A few months back, I discovered a new to me blog, thanks to the posting of it on Facebook by a friend.  I immediately loved it.  The last few days, as I have struggled with myself, wondering, what am I doing to do now?  Can I really pull off something where I figure out how to do things without actually having to go to an office several days a week? What exactly is it that others see in me that is so great, this blog  had a few posts that just spoke so directly to me, that I began to think it was a message from the greater Universe.  So, after reading this and then this and finally this, I realized I needed to start by first of all, cleaning ‘the happy corner’ as Edie calls it.  The corner of our bedroom upstairs that is home to all my creative supplies.  I spent the day cleaning, purging and organizing things.  I used to save every cooking & design magazine I subscribed to and while years ago, I realized I turned to Epicurious when I couldn’t remember what old issue of Bon Appetit a certain recipe was in and finally got rid of all those, I still had a good 5 years of House Beautiful, Southern Living, Southern Accents, the old, dear, departed Mary Englebreit’s Home Companion, Martha Stewart Living (and Baby), taking up valuable space.  I went through them all and put them to the test by which I now allow myself to buy a magazine – are there at least 3 articles or projects in there that capture my attention to warrant giving up space?   Two big shelves of magazines, at least 6 stacks of them, have been reduced to half a shelf and 2 stacks.  I also purged a big stack of old craft books that I’ve received as gifts over the years that just didn’t do it for me.  I sorted through all the little bins I toss bits and pieces of things into, I cleaned out and organized the drawers I keep supplies in, I purged things I’ve been hanging onto thinking, oh I’ll use that.  You know what?  I haven’t and I won’t and if I do feel the need to use electric scissors, I’ll just go buy a new pair.

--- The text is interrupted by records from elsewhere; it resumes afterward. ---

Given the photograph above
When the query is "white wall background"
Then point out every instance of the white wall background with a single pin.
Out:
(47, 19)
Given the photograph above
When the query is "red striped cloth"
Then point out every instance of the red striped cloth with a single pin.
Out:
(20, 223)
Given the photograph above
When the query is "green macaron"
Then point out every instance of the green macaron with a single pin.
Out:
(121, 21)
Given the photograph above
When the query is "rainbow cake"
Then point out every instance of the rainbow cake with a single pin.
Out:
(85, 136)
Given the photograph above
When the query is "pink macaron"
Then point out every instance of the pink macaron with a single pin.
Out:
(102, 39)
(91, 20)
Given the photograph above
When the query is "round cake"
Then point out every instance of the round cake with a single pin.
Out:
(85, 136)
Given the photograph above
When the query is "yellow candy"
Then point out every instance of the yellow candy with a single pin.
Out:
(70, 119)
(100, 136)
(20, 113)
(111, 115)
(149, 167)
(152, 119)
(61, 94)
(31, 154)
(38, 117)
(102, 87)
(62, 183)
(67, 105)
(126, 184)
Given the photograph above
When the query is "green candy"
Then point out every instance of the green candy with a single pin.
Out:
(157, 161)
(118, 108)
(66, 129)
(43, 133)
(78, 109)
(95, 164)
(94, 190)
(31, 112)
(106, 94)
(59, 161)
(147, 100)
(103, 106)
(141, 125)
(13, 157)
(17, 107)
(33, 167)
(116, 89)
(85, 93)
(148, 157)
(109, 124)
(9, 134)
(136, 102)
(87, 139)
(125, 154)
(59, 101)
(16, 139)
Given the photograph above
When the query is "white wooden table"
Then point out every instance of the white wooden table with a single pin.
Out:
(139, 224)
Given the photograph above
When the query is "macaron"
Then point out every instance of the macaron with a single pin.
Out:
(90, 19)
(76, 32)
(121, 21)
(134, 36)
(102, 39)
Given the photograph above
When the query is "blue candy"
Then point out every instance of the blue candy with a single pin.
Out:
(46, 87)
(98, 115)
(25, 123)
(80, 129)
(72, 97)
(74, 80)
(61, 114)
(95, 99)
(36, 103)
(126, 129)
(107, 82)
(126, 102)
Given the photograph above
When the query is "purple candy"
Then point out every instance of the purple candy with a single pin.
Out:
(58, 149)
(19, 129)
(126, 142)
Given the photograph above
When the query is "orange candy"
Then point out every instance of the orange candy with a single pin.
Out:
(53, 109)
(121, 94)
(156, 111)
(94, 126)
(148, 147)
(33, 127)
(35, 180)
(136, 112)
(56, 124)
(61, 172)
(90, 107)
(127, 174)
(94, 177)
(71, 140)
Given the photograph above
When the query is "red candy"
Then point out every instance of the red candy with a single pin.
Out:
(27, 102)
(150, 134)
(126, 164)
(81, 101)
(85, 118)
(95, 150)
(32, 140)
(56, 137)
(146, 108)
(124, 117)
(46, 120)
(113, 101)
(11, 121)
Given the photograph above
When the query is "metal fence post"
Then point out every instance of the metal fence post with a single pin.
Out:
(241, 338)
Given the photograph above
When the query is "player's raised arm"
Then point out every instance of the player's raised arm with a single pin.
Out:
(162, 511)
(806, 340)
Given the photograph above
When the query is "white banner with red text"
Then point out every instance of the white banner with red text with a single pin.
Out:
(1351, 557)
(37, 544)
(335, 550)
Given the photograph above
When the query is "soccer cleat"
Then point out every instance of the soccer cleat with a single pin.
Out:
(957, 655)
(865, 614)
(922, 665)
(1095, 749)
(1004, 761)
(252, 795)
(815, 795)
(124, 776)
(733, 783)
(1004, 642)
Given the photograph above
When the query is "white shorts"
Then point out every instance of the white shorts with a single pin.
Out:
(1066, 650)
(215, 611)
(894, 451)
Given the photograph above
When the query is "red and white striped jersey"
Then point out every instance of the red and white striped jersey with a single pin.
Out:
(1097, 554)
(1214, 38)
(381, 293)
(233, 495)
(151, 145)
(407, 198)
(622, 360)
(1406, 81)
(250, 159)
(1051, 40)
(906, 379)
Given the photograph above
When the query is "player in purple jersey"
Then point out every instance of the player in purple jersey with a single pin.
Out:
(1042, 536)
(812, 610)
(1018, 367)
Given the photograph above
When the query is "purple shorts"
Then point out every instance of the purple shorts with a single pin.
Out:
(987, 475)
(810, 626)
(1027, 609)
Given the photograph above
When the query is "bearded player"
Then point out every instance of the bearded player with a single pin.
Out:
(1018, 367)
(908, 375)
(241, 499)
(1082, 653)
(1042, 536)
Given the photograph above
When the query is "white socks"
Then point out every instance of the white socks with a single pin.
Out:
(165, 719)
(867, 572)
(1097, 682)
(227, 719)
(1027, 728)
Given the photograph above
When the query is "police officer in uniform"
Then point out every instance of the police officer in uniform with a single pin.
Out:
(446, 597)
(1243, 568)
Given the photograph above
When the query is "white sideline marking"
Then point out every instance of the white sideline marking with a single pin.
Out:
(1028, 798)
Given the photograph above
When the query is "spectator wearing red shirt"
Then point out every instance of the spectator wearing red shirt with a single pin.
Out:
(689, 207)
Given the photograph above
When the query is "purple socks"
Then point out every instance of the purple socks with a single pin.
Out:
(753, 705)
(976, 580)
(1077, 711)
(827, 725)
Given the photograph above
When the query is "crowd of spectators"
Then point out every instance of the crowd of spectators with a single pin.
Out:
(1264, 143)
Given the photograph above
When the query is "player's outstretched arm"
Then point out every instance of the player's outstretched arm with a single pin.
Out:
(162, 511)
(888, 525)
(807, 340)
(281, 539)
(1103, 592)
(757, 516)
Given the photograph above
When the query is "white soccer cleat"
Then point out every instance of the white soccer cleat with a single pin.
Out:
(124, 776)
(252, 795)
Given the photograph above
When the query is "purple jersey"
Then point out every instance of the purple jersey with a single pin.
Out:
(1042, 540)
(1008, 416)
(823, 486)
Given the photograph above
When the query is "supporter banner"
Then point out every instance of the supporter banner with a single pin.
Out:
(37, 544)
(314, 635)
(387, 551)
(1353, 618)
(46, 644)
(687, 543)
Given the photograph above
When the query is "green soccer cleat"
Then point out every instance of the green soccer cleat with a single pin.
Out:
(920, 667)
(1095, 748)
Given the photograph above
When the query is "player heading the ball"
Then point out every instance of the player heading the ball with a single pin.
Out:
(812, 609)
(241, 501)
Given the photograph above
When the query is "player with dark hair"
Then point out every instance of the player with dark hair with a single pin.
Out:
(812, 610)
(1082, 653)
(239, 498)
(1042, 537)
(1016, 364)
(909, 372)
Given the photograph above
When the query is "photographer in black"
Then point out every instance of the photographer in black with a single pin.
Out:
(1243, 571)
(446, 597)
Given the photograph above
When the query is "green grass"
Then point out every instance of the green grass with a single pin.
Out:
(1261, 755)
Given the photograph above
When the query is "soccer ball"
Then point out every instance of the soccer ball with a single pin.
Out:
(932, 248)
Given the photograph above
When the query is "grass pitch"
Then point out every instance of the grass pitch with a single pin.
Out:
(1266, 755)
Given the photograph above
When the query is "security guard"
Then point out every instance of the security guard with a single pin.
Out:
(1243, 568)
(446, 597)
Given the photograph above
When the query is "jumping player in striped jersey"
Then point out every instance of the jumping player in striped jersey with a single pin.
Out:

It felt cathartic as hell to do all that.  I feel rejuvenated and just so I wouldn’t reconsider, I dropped all the books and magazines off at the recycling center this afternoon.  (The place where I was going to drop off the craft supplies wasn’t open, so I left that bag in my car.  Hollar if you want a pair of unused, new in the box, vintage electric scissors.  Or any other crafty stuff….).  I spent the day considering my talents.  My current reading list are “The Martha Rules” by Martha herself, “Inspiration Sandwich” by Sark and a little self help book I picked up a while back entitled “It’s Your Life, What Are You Doing With It?”.  I’m making lists of what I think is feasible, I’m setting up coffee and lunch dates with a variety of friends who know or do some of the things I’m considering.  There’s a few of them.  I have a short attention span, I like multi-tasking, it’s really the only way I can think and work to be honest, is by doing 10 things at once.  I fail miserably if I’m only doing one thing at a time.  I also thrive in chaos, thanks to my childhood, so maybe I can make this work this time.  I have the support of my dear husband and many friends.  What do I have to lose?